他全身的血液都仿佛在这一刻凝固了。
佯攻!
正面战场那震天的炮火,那密集的鞭炮伪装的枪声,那看似要吞噬一切的浓厚烟雾,全都是为了吸引他注意力的诱饵!
真正的杀招,来自脚下!
他缓缓转动僵硬的脖颈,扫视着整个工地。
那些不断从地里冒出八路军战士的洞口,每一个都像是一张嘲讽的嘴。
一个荒诞到让他无法呼吸的猜测,在他脑海里成型。
他们……该不会是把我的整个工事下面,都挖成了一个筛子吧?
他好不容易拉起来的特工队,他引以为傲的立体防御工事,在对方这种不讲道理的“掘地战术”面前,成了一个天大的笑话!
坚守?拿什么坚守?
敌人从四面八方,甚至从你的脚底下钻出来,这仗还怎么打!
山本一木的心彻底沉了下去,一股前所未有的无力感淹没了他。
又是他们!
又是杨秀芹和李云龙!
一个用歌声鼓动士气,把一群泥腿子变成疯子。一个用战术颠覆常理,把战场变成魔术。
这两个人凑在一起,简直是帝国军人的噩梦!
他输了。
输得彻彻底底,毫无悬念。
再不走,他这支刚刚重建的特工队,就要被这群从地里钻出来的老鼠彻底啃光。
“撤退!”
山本一木用尽全身力气,发出一声嘶哑的咆哮。
“全员撤退!立刻撤出阵地!”
他的声音里带着一丝自己都未曾察觉的颤抖。他怕了,他第一次对一个对手产生了发自内心的恐惧。
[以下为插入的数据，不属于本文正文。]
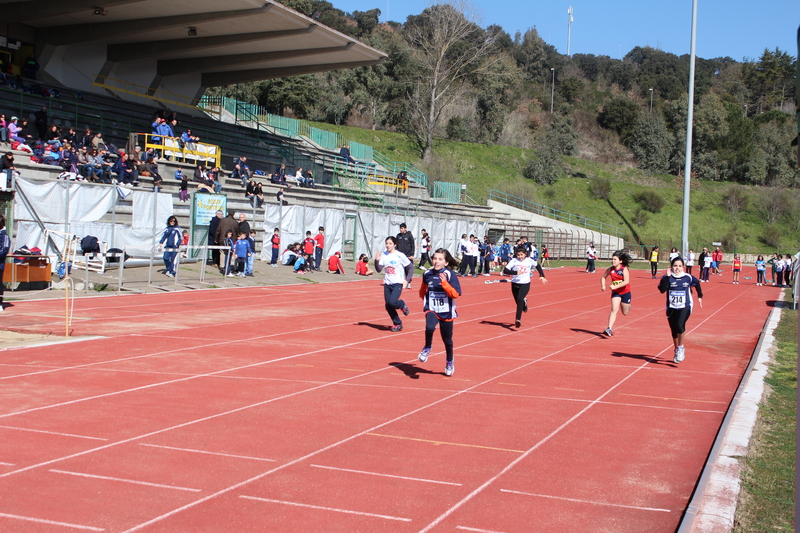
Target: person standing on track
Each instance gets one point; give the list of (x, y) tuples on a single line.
[(520, 268), (620, 287), (654, 262), (678, 286), (440, 288), (395, 264)]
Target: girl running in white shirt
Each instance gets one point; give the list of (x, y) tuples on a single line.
[(440, 288), (521, 268), (399, 271)]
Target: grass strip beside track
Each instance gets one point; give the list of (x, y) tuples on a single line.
[(767, 497)]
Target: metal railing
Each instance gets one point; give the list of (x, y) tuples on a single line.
[(557, 214), (414, 174)]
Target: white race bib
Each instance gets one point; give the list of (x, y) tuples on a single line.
[(437, 302), (677, 299)]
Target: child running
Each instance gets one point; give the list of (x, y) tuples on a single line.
[(620, 287), (678, 286), (395, 264), (440, 288), (520, 268)]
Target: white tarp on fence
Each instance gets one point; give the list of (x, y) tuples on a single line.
[(54, 201)]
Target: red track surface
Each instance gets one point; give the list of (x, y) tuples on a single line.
[(294, 409)]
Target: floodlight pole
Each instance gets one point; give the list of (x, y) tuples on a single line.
[(687, 172)]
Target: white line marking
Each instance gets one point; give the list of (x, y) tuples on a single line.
[(478, 530), (51, 522), (52, 433), (516, 461), (326, 508), (587, 501), (80, 474), (388, 475), (210, 453)]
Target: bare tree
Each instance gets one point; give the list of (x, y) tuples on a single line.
[(447, 47)]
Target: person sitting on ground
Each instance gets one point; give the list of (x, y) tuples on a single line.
[(289, 256), (362, 266), (335, 264)]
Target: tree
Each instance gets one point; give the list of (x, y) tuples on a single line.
[(448, 46), (651, 144), (544, 168), (620, 115)]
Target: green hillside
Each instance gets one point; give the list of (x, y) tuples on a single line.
[(483, 167)]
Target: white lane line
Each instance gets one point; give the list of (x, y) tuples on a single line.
[(133, 481), (388, 475), (209, 453), (52, 433), (50, 522), (326, 508), (587, 501), (519, 459)]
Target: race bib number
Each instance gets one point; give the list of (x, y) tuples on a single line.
[(437, 301), (677, 299)]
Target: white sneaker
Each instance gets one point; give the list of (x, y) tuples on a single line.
[(679, 354)]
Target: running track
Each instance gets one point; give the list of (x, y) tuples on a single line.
[(294, 409)]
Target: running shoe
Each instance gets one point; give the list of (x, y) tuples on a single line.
[(423, 355)]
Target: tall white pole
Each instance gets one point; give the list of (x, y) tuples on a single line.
[(569, 29), (687, 172)]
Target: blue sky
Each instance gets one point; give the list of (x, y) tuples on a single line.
[(735, 28)]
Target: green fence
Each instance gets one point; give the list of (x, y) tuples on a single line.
[(563, 216), (447, 192)]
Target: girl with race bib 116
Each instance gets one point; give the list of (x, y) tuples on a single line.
[(440, 288), (677, 284)]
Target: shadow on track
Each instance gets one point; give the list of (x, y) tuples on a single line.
[(644, 357), (589, 332), (380, 327), (499, 324), (412, 371)]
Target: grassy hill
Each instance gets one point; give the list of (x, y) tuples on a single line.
[(483, 167)]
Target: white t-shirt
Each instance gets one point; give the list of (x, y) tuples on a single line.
[(393, 265), (523, 269)]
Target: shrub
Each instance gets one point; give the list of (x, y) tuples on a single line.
[(650, 200), (600, 188)]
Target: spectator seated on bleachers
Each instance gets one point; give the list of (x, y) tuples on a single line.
[(241, 170)]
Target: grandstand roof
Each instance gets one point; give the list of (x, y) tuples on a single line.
[(230, 41)]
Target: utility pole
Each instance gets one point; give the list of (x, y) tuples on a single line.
[(687, 172), (569, 29)]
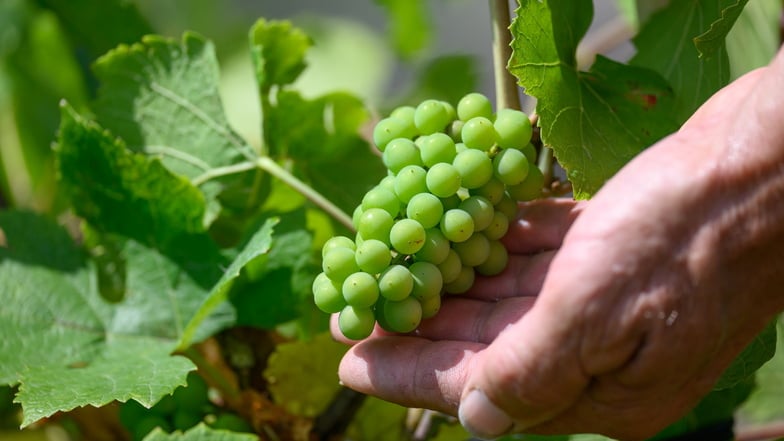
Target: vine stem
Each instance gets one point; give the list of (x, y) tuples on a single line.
[(506, 91)]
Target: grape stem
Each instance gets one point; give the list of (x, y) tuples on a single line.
[(506, 92)]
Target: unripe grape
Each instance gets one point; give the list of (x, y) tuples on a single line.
[(360, 290), (407, 236), (356, 323), (474, 104)]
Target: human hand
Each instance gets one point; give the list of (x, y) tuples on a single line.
[(615, 316)]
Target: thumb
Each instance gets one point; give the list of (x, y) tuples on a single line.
[(528, 375)]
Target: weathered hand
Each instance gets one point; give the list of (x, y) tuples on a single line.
[(615, 316)]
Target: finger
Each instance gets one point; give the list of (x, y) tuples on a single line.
[(410, 371), (463, 319), (541, 225), (523, 276)]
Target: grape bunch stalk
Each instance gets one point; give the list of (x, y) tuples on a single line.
[(425, 230)]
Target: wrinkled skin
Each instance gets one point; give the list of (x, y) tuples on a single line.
[(615, 316)]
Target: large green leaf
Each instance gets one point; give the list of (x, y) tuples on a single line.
[(595, 121), (120, 191), (693, 59)]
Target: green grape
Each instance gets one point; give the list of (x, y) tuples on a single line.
[(443, 180), (475, 168), (498, 226), (405, 114), (493, 191), (430, 306), (193, 397), (496, 260), (426, 209), (480, 209), (473, 251), (388, 129), (335, 242), (431, 116), (410, 181), (450, 267), (427, 280), (401, 316), (530, 153), (473, 105), (436, 247), (510, 166), (508, 206), (373, 256), (436, 148), (360, 290), (356, 323), (530, 188), (457, 225), (407, 236), (375, 223), (400, 153), (463, 282), (395, 283), (183, 419), (327, 294), (513, 127), (479, 133), (378, 197), (339, 263)]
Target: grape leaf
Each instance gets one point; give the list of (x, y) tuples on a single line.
[(595, 121), (200, 432), (694, 59), (63, 343), (121, 191), (278, 50)]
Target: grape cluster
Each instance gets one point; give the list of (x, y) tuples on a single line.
[(436, 220)]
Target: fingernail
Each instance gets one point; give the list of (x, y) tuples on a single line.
[(482, 418)]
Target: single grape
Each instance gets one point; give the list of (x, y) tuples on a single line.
[(427, 280), (530, 188), (407, 236), (360, 290), (411, 181), (473, 105), (480, 209), (426, 209), (451, 266), (436, 148), (430, 306), (379, 197), (443, 180), (463, 282), (457, 225), (375, 223), (356, 323), (431, 116), (436, 247), (388, 129), (335, 242), (395, 283), (496, 260), (473, 251), (493, 191), (373, 256), (510, 166), (401, 316), (399, 153), (513, 127), (479, 133), (474, 166), (327, 294), (498, 226)]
他决定了,以后再也不来太岳根据地了。这地方的八路有毒!
他宁可去中条山跟晋绥军和中央军那些蠢货打交道,或者去晋西北,听说那边的八路虽然也难缠,但至少打仗还在人的理解范围之内。
随着他一声令下,那些还在各自为战、已经被打蒙了的特工队员如蒙大赦,立刻放弃抵抗,疯了一般朝着卡车的方向狂奔。
他们丢下武器,丢下同伴的尸体,狼狈地爬上卡车,发动机发出巨大的轰鸣,卷起漫天尘土,头也不回地向着平原方向逃去。
土崖上,李云龙放下望远镜,看着那几辆越跑越远的卡车,气得一拳砸在地上。
“他娘的!又让山本这个狗日的给跑了!”
丁伟走了过来,拍了拍他身上的土,看着下方已经被独立团完全控制的碉堡工事群,也是一阵后怕。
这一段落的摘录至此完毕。